Отвращенье, обожанье.

Тот чужой, кто в час забавы

Не подхватит наше ржанье”.

Но старая, побитая не только своими собратьями, но всей своей жизнью лошадь узнана кобылкой Вязопурихой, признавшей в ней знаменитого коня, шагу которого не было равного в России.

Только теперь смог Холстомер рассказать им свою историю. Он начал с рождения.

То, как рассказывает об этом Лебедев, должно быть отнесено к высшим и редкостным проявлениям актерского искусства. Малый, хилый жеребенок, едва ставший на свои разъезжавшиеся ножки, мыкающийся по конюшне, по незнакомому миру, младенчески изумленно взирающий на трепещущее в воздухе чудо – бабочку, тыкающийся, как в вымя матки, в спину конюху, – все это разворачивается артистом в пластическую симфонию детства, поэтическую картину явления миру нового живого существа.

Тут надо напомнить об отличии толстовского иносказания от других случаев очеловечивания животного в мировой литературе, например от Свифта (Гулливер в стране лошадей Гуингимов).

Очеловечивая лошадь, Толстой не расстается с ней. Он пишет то самое, о чем предупреждает в подзаголовке рассказа, – историю лошади. Потомственный страстный охотник, лошадник, художник, как мало кто чувствовавший себя частью природы, он не отказал себе в творческом наслаждении – написать лошадь. Вспомним известный рассказ Тургенева, приведенный в воспоминаниях С.Н.Кривенко: "Однажды мы виделись с ним летом в деревне и гуляли вечером по выгону недалеко от усадьбы. Смотрим, стоит на выгоне старая лошадь самого жалкого измученного вида: ноги погнулись, кости выступили от худобы, старосты и работа совсем как-то пригнули ее... Подошли мы к ней, к этому несчастному мерину, и вот Толстой стал и его гладить и между прочим приговаривать, что тот, по его мнению, должен был чувствовать и думать. Я положительно заслушался. Он не только вошел сам, но и меня ввел в положение этого несчастного существа. Я не выдержал и сказал: "Послушайте, Лев Николаевич, право вы когда-нибудь были лошадью".

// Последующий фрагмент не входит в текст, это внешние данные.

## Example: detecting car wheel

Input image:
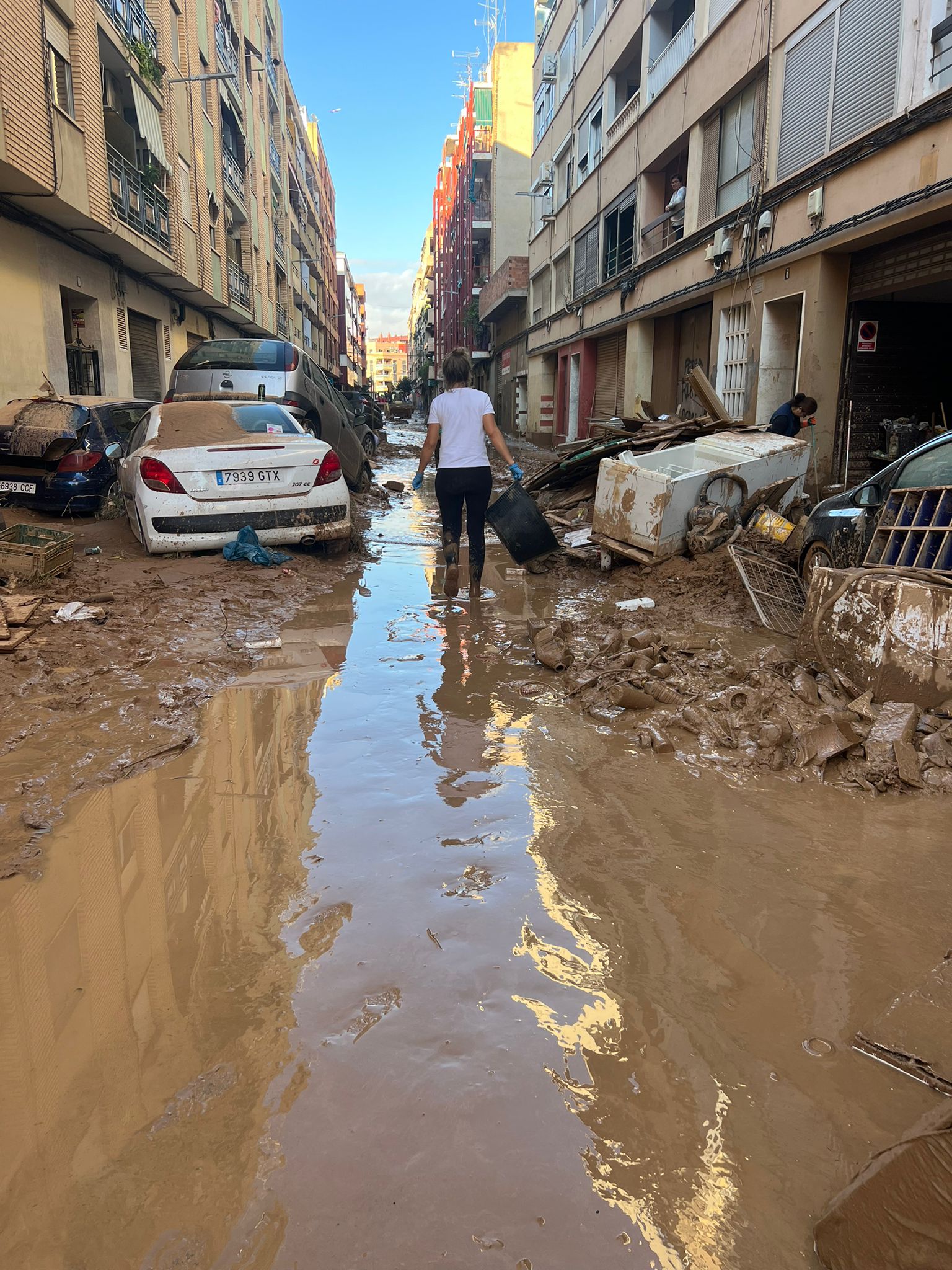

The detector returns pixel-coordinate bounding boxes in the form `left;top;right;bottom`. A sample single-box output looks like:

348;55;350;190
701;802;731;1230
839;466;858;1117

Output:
800;542;834;583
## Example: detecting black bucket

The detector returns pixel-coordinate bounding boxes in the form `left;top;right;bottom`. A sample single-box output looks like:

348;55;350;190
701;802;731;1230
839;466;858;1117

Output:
486;481;558;564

В своем портрете Холстомера Лебедев об этом не забывает,

Перевоплощается ли он в лошадь? Да, конечно. Отстраняется ли он от нее, давая нам, зрителям, как бы "понятие" лошади и своего актерского к ней отношения? Разумеется. Выступает ли он прямым глашатаем авторских идей? Безусловно. Он един в трех образах действия, и музыкальная гармония этого единства при его полнейшей свободе и естественности неотразима.

Мы успеваем полюбить Холстомера, проникнуться к нему уважением, когда рассказ его подошел к эпизоду первой любви и первой величайшей несправедливости. У Лебедева появляются достойные партнеры. Волков – тут он играет жеребца по кличке "Милый" и В.Ковель – молодая игривая кобылка Вязопуриха.

"Милый" (его можно так звать и в дальнейшем, когда он превратится в офицера на бегах и в нового владельца конюшни, в финале) – это не только имя скакуна, это, если угодно, знак жизненной философии, способ существования, система отношения к другим живым существам.

Он блестящ, красив, элегантен. Он поверхностен. Его улыбка – рот широко открыт, набор здоровых крепких зубов парадно и победно сверкает – это улыбка того, кому "все дозволено", кто уверен, что все, что нравится ему, безусловно должно нравиться и другим и когда хорошо ему, то, у хорошо всем. Ах, оставьте, какие там проблемы, почему не позабавиться? Он баловень удачи. Он красавец – таков его место под солнцем.

Появление его бравурно. Законченно. Как закончен бывает маникюр. И в то же время ничего общего не имеет с балетным па. Это образ, возможный только на драматической сцене.

И Вязопуриха. В.Ковель с той же легкостью, незаметностью и с видимым актерским наслаждением (в этом спектакле оно просто переливается через рампу) пребывает поочередно то в образе молодой легкомысленной кобылки, невзначай познавшей радость первой любви, то в характере старой умудренной прорицательницы конюшни, ностальгически вспоминающей былое, то в шелковой шкуре мадам Матье, циркачки и содержанки, то в совсем уж потустороннем появлении супруги молодого богача, нового хозяина табуна.

И, наконец, князь Серпуховской – антипод Холстомера, портретируемый О.Басилашвили. Мы говорим "портретируемый", заимствуя слово у художников, оно как нельзя более точно подходит к манере, в которой играет актер.